Even though the XFL had been announced over a year ago, we are still a long way from its being launched—as in, an entire NFL season in between. So it’s not a shock that there are still a lot of details that are yet to be sorted out. Such as, oh, I don’t know, maybe player rosters or something like that.
Even the pool from which players will be chosen remains somewhat up in the air, as XFL Commissioner Oliver Luck implied when he appeared on Pro Football Talk Live. One of the topics that has been discussed in relation to the upstart league has been whether or not they would try to recruit college players who are not yet eligible to declare for the NFL Draft.
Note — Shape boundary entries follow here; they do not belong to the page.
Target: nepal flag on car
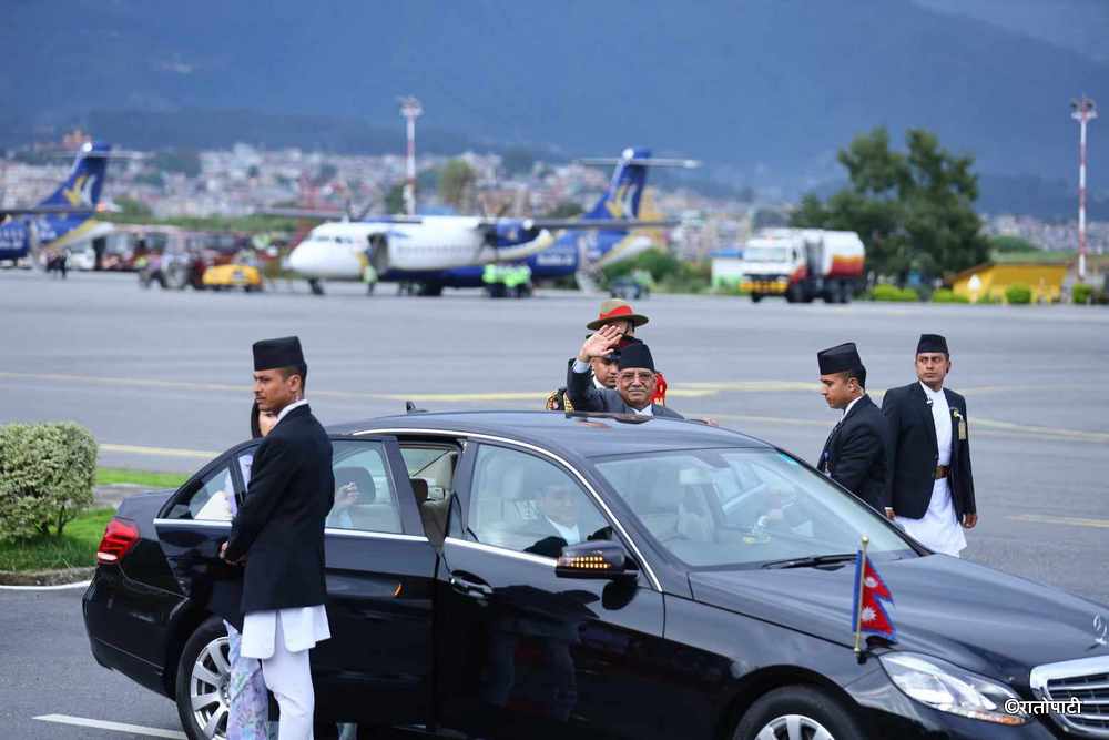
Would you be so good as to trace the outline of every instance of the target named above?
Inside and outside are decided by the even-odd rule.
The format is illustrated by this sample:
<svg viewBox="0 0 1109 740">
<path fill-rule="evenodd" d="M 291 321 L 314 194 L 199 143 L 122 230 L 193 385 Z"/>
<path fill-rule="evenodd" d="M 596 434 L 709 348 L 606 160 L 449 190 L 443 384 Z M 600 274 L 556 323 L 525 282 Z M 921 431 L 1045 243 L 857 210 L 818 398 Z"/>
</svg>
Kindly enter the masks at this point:
<svg viewBox="0 0 1109 740">
<path fill-rule="evenodd" d="M 893 605 L 894 597 L 882 580 L 877 568 L 866 557 L 866 549 L 858 551 L 855 560 L 855 645 L 861 647 L 862 632 L 881 635 L 891 642 L 897 641 L 897 628 L 886 610 L 886 602 Z"/>
</svg>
In theory, a breakout freshman star who is not eligible to declare for the draft, instead of playing another unpaid season, could get a season of professional work under his belt, getting paid in the process. Or simply players who wish to play paid football rather than give their free labor would have that as an option if they don’t feel they are likely to have a chance in the NFL anyway.
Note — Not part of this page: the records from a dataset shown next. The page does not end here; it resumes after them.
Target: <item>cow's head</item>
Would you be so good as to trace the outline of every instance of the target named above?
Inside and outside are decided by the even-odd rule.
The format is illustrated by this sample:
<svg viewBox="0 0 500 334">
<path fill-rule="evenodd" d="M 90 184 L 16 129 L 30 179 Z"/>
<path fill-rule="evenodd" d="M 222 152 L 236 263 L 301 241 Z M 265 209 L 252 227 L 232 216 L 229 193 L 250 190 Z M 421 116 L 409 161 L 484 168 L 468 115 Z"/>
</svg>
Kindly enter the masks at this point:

“I think our launching point, February of 2020, is still down the way a little bit. We’re not actively talking to anybody at this point, but it is something that we are looking at”, Luck told Mike Florio when asked to address the possibility of bringing in such players.
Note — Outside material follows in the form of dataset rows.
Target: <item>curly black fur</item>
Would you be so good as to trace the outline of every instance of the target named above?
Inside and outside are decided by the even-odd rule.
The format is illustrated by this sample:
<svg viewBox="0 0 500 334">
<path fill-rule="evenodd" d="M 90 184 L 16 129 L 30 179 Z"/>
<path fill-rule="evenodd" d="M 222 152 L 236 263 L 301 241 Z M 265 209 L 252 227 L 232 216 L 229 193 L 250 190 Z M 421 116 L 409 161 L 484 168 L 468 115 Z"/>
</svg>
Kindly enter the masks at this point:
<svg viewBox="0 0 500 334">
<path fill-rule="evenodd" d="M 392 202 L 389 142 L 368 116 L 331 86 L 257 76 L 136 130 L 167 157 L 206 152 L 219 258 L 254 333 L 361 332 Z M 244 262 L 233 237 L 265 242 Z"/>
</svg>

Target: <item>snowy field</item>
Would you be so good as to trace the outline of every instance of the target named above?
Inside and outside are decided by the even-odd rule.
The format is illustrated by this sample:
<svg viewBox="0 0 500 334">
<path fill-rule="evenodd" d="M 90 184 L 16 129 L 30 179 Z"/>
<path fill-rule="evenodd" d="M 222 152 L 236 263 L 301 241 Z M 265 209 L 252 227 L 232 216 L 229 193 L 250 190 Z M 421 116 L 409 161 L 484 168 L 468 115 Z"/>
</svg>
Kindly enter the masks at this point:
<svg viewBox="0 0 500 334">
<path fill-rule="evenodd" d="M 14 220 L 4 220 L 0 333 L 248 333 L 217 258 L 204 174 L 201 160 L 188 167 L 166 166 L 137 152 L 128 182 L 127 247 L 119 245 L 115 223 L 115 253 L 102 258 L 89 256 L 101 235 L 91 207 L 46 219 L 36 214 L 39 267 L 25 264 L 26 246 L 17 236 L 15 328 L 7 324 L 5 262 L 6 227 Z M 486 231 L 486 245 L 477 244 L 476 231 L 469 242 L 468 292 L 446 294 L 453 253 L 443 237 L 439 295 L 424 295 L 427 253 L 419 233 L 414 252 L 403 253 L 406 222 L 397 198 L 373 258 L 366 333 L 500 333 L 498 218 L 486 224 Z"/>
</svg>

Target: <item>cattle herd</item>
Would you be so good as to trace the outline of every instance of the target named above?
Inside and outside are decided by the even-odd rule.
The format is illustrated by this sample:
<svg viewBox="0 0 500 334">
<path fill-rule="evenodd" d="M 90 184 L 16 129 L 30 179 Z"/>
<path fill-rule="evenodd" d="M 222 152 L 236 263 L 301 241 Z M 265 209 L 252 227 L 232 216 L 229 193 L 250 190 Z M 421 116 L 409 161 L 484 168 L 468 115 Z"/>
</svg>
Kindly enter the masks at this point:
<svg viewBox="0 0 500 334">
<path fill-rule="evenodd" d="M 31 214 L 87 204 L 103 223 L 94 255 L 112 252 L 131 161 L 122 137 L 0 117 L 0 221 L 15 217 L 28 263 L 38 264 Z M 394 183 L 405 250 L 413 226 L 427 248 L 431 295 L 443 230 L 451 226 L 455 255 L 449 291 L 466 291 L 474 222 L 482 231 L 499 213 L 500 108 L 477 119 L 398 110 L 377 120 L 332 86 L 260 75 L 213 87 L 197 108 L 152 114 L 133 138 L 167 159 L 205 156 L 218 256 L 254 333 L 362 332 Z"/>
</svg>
“As I have said many times before I would only do that if I believe and our coaches believe a young man who is not eligible enough for the NFL but nonetheless has the physical, the emotional, the mental sort of maturity to play professional football, because we’re gonna have 26-, 27-, who knows, 28-, 30-year-olds playing in our league”, he added. “It’s something that’s certainly in our playbook. At this point we really haven’t spent much time thinking about it”.
At the moment, the league’s eight teams don’t even have names yet, nor much of a coaching staff. They are currently experimenting with possible variations regarding the rules of the league on the field, so there is still a lot to get done before the XFL officially kicks off in February.
In the wake of the failure of the AAF, perhaps a lot of the public that displayed interest or even excitement for an alternative league has soured on the XFL’s prospects, but there are some key differences, the most important of which being the fact that it is being directly funded primary by its founder to the tune of hundreds of millions of dollars.
Nevertheless, a key piece about its prolonged sustainability will be to attract marketable talent, and to even find a way to try to hold on to that talent without the NFL constantly poaching them. That is going to be an impossible task of whack-a-mole, especially after we have just seen over 40 AAF players and counting sign with NFL teams.